“I saw your add in the paper. This phantom you’re selling. Is he still available?”
“Yes he is,” I said. “You want him, you got him.”
“I live just north of the west side school. I’ll meet you there in a few minutes. Bring the guy. I’ll check him out, maybe make you an offer.”
“That ain’t the way it works. You want him, yes or no.”
“I’ll be in the playground by the swings. What do you call your phantom?”
“His name is Albert,” I said.
“Is he docile?”
“What do you want, a poodle/” I said, trying to hide the disgust in my voice as I hung up the phone, for the first time having misgivings about selling Albert.
My bicycle, a rusty old Schwinn caked in mud and draped in cobwebs, groaned as I wheeled it off the back porch, hopped on and headed up Mound Street. Surprisingly, traffic was exceedingly heavy. It had been months since I’d last seen a car on this street, but now I had to wait ten minutes to make a left turn while a steady stream of trucks, motorcycles and horseback riders paraded by.
While we were waiting for the traffic to clear Albert started complaining about the way I was treating him.
“How come you’re doing this to me?” he whined.
“Because I’m tired of all the trouble you’ve caused me.”
“Such as?”
“The shoplifting spree you authorized me to go on at the PX when I was at Fort Ord.
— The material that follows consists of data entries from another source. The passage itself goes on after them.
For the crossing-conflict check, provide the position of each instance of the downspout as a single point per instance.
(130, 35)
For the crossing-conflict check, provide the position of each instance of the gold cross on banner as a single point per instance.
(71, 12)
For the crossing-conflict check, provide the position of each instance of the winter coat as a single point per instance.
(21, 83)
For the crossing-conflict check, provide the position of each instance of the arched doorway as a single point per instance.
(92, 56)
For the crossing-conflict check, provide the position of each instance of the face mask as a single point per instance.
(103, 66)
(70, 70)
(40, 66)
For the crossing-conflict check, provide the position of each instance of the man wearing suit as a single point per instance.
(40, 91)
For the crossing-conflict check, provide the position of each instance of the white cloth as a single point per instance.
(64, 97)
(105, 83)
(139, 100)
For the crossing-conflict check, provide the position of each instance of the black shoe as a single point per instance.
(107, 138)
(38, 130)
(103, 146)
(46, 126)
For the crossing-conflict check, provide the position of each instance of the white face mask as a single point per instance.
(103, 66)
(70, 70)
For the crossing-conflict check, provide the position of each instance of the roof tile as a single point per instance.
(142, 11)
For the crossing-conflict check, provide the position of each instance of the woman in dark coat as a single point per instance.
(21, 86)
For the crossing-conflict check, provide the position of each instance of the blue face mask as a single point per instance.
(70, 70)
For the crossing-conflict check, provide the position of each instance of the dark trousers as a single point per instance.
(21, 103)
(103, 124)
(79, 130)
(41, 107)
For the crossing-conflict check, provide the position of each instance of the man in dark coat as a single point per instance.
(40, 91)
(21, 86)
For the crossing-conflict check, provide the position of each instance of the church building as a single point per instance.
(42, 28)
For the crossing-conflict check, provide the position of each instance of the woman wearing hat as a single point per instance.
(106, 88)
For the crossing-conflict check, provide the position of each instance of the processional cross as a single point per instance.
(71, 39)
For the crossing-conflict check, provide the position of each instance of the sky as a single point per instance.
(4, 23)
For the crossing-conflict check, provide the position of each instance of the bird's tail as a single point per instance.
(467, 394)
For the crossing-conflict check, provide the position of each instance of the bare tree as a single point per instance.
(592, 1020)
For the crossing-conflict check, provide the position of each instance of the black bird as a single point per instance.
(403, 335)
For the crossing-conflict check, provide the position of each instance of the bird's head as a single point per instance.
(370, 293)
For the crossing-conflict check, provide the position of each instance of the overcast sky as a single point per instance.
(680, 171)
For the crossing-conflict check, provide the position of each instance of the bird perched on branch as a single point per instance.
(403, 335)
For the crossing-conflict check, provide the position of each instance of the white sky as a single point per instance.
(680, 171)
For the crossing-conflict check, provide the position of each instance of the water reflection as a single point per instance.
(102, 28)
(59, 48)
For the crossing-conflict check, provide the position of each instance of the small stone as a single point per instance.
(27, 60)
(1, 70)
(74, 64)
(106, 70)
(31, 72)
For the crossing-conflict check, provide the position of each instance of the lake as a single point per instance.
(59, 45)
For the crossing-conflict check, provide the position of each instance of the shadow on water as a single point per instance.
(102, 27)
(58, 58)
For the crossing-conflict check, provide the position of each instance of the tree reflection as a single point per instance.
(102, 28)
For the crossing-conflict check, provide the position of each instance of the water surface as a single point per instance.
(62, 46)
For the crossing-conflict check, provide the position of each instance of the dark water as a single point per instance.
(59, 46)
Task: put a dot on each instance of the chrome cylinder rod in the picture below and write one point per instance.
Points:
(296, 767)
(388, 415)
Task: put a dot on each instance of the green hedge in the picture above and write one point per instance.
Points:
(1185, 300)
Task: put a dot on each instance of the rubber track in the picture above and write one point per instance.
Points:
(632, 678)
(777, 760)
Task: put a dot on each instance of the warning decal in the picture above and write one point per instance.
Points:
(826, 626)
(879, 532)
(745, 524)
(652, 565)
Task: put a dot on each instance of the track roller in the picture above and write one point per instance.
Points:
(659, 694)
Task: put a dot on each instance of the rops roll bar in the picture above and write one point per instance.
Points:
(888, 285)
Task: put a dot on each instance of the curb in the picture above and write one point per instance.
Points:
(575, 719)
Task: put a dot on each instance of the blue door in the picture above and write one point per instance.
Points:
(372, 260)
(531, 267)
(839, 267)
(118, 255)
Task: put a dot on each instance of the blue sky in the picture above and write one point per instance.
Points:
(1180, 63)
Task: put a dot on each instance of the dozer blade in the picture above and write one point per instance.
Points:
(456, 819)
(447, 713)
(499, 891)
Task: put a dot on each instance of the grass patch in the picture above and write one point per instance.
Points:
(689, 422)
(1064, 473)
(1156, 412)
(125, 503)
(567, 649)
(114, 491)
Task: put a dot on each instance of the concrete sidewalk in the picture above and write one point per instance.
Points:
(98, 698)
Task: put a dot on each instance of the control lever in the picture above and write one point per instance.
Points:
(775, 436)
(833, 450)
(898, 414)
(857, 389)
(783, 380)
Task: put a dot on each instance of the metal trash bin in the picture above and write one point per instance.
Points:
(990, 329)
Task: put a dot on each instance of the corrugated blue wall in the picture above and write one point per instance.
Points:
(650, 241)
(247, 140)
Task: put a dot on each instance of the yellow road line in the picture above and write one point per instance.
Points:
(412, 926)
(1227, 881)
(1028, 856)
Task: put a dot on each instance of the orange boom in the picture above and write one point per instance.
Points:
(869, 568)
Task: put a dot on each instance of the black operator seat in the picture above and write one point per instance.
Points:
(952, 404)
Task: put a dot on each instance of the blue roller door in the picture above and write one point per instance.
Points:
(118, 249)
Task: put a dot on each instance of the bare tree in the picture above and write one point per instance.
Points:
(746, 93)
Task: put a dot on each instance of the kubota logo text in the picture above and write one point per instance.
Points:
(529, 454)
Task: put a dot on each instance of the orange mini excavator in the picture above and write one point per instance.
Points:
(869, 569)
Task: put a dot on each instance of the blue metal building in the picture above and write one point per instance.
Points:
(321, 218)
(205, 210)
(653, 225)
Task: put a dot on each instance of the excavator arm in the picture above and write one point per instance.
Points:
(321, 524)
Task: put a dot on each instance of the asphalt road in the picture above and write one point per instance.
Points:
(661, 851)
My God, if the army had caught me they would have court-martialed me.”
“But they didn’t catch you,” Albert shot back, warming to his role as provocateur. ‘Don’t tell me you didn’t enjoy the thrill of swiping all of that stuff, especially the sport jacket.”
I had to admit he had a point, but he was a bad influence and I was determined to get rid of him. “And what about Phyllis?” I said. ‘I’m so ashamed of the way I treated her, the lies you told me to tell her.”
“Stop complaining, You got what you wanted.”
When we arrived at the playground I spotted Albert’s future owner nervously pacing back and forth by the swings. He was an old man----overweight, bald, slovenly. I got off my bike and walked towards him.
“Where’s Albert?” he asked.
“Where do you think?” I said. “He’s invisible. There’s no way in hell I can show him to you. That’s not the way phantoms operate. Where you gonna keep him?”
“In my garage.”
“I’ll need to take a look before I sign him over to you. The place better be warm. Albert likes it warm.”
“How much you want for him?”
This question bothered me because I hadn’t put a price on Albert. Ten dollars? A thousand dollars? I had no idea what he was worth, so I said nothing as we left the playground and walked towards the slob’s house. Now I was beginning to have serious misgivings about selling my soul’s identical twin. Sure, I needed the money, however much the guy would pay for him, but in a strange sort of way Albert and I had become friends over the years, even though he kept getting me in trouble. How could this guy take my place in his affection? True, we weren’t buddies or anything like that, but Albert and I understood each other. The time of the nightmarish battles we’d fought had long passed and now most of the time a sense of peaceful toleration between us prevailed.
However, as we entered the garage once again I heard Albert cry out, “You can’t do this to me!”
He’s right, I told myself as a crashing weight of guilt fell on me, as if from heaven. I can’t sell him to this freak.
Usually I forget my dreams when I wake up, but this one stuck in my thoughts for days begging me to decipher it. A week later I recalled a poem Wordsworth wrote about a phantom’s frightening, dreamlike specter:
“She was a phantom of delight
When first she glean’d upon my sight,
A lovely apparition sent
To be a moment’s ornament,
A dancing shape, an image gay,
To haunt, to startle, and waylay.”
Wordworth’s poem reminded me how elusive, mysterious and seductive phantoms are, how they hover in our imagination like the fading memory of a perfect kiss or a religious vision or a crime we’ve committed, forever inching their way towards the vanishing point of our recollection but never quite arriving there.
Perhaps that’s why my unconscious mind invented Albert. Because I needed a scapegoat to blame for every weird feeling or thought or desire I’d ever passionately felt. Why else would he make evil seem so attractive and attainable, and his betrayal so damned?
The most frightening movie I watched when I was a boy was “The Phantom of the Opera,” a film that introduced me to a very scary idea--that a villain, in this case a disfigured composer played by Claude Rains, could simultaneously create sympathy and horror in my heart. Perhaps that’s why Albert sleeps in my unconscious mind each day and then wakes up and roams around in my dreams at night, his persona calling attention to my fantasies, anxieties and desires so skillfully that I tried to sell him to a stranger.